Agravo regimental a que se nega provimento.

(TSE - RESPE: 06068410320186260000 SÃO PAULO - SP, Relator: Min. Sergio Silveira Banhos, Data de Julgamento: 26/03/2020, Data de Publicação: DJE - Diário de justiça eletrônico, Tomo 78, Data: 24/04/2020) (Grifei.)

 

PRESTAÇÃO DE CONTAS. EXERCÍCIO FINANCEIRO DE 2012. PARTIDO DEMOCRÁTICO TRABALHISTA (PDT). APROVAÇÃO COM RESSALVAS. 1. De acordo com a jurisprudência do Tribunal Superior Eleitoral, nas despesas com hospedagem, devem ser admitidos todos os meios de prova para a comprovação da prestação do serviço, inclusive faturas das quais conste a identificação do nome do hóspede, a data e o período da estadia, elementos que estão presentes nos autos. 2. A orientação desta Corte, em relação ao exercício financeiro de 2012, firmou-se no sentido de que é desnecessária a juntada de documentação complementar quando o partido apresentou notas fiscais idôneas, legíveis e que contenham descrição específica de produto ou serviço, compatível com o objeto social do fornecedor.

(….)

(Prestação de Contas nº 21091, Acórdão, Relator(a) Min. Admar Gonzaga, Publicação: DJE - Diário de justiça eletrônico, Tomo 90, Data: 08/05/2018, Página 22-23) (Grifei.)

 

Na hipótese em tela, conforme consigna a nobre Relatora, a cessão de veículo próprio foi considerada no cálculo do limite de autofinanciamento em diversos julgados: REl n. 060048146, Relator Des. Federal ROGERIO FAVRETO, julgado em 02.5.2022, REl n. 060055460, Relator Des. Eleitoral FRANCISCO JOSÉ MOESCH, julgado 05.4.2022; REl n. 060035975, de minha relatoria, julgado em 24.01.2022; REl n. 060070591, Relator Des. Eleitoral OYAMA ASSIS BRASIL DE MORAES, julgado em 07.12.2021.

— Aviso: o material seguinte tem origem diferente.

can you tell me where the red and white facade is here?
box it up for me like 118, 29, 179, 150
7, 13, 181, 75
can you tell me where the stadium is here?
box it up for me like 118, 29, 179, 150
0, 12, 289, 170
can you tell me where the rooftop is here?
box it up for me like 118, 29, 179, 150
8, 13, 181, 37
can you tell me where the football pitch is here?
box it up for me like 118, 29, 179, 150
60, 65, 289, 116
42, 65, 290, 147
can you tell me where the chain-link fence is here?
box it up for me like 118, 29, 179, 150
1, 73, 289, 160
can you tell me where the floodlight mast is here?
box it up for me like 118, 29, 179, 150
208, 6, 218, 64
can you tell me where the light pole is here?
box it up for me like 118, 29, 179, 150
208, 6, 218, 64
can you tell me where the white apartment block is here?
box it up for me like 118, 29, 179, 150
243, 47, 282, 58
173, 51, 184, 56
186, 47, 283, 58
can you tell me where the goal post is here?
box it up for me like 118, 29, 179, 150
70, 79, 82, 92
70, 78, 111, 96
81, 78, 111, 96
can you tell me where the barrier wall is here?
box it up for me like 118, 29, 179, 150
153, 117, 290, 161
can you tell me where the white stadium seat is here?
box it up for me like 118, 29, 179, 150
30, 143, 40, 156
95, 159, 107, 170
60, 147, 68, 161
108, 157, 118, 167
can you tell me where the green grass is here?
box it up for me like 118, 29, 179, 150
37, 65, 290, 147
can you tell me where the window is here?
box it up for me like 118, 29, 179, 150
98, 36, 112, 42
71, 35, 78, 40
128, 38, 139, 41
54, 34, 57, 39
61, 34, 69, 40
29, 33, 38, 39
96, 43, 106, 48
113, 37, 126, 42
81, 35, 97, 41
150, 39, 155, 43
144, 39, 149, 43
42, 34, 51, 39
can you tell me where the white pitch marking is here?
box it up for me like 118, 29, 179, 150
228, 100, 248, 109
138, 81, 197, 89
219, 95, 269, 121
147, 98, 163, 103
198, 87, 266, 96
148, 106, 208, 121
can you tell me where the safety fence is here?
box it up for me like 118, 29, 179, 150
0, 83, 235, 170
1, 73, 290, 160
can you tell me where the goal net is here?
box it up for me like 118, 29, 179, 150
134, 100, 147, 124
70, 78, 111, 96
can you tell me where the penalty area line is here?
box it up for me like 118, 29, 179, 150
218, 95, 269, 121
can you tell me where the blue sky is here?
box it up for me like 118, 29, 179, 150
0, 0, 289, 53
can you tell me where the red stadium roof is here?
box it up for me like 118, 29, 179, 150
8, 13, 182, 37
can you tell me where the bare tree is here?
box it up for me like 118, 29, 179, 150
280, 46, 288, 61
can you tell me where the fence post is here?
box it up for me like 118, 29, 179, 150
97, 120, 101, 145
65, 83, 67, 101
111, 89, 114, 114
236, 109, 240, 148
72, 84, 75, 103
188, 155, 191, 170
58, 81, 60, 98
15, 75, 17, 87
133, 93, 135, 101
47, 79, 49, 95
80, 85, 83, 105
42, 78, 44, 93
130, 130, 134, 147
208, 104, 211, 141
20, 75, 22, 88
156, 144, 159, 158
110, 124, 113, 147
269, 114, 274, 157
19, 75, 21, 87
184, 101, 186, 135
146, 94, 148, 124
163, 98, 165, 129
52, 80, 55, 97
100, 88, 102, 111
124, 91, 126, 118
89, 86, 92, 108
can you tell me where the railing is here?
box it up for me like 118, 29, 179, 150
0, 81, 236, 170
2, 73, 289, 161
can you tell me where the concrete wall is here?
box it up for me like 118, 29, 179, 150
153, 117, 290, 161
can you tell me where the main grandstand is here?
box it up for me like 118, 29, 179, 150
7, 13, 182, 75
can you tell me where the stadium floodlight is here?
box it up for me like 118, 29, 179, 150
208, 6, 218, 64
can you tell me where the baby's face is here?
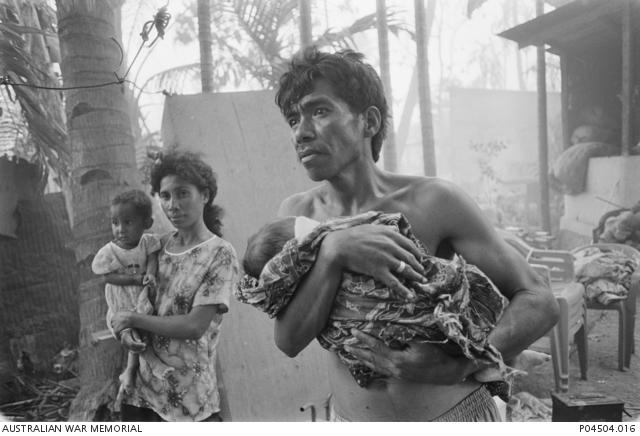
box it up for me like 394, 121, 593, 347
110, 203, 146, 249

Ocorre que o caso concreto guarda a peculiaridade de que a recorrente foi prejudicada no exame das contas ocorrido no município relativamente aos demais candidatos, inclusive os que foram eleitos ao cargo de vereador, uma vez que a própria sentença reconhece ter aplicado tratamento desigual quanto à cessão de veículo próprio e o cômputo do seu valor estimável em dinheiro no limite de autofinanciamento de campanha.

E é preciso considerar que os processos de prestação de contas, conforme refere o Min. Luiz Fux no acórdão da PC n. 93029, se conectam ao princípio da igualdade de chances entre candidatos e partidos políticos (PC n. 93029, Rel. Min. Luiz Fux, DJE 12.8.2016).

Além dessa manifesta quebra do princípio da igualdade no julgamento das contas, verifico que a decisão monocrática do TSE referida pela ilustre Relatora, RespEl 0600265-19/PI, da relatoria do Min. Sérgio Banhos, reformou acórdão deste Tribunal, de minha relatoria, evidenciando que deve ser prestigiada, também por esse motivo, a posição adotada pela Corte Superior Eleitoral.

Assim, entendo que deve ser adotado o entendimento do voto condutor pelas razões muito bem lançadas.

Por fim, apenas faço o registro de que o posicionamento aqui adotado leva em conta a peculiaridade deste feito na paridade do julgamento de outras prestações de contas do mesmo município e não por eventual anuência com modificação jurisprudencial do TSE, pois mantenho o entendimento, e fica aqui a ressalva, do respeito ao princípio geral da anualidade e da isonomia.

POR ESSES FUNDAMENTOS, e consignada a ressalva de meu entendimento pessoal como acima explicitado, no caso concreto acompanho a ilustre Relatora.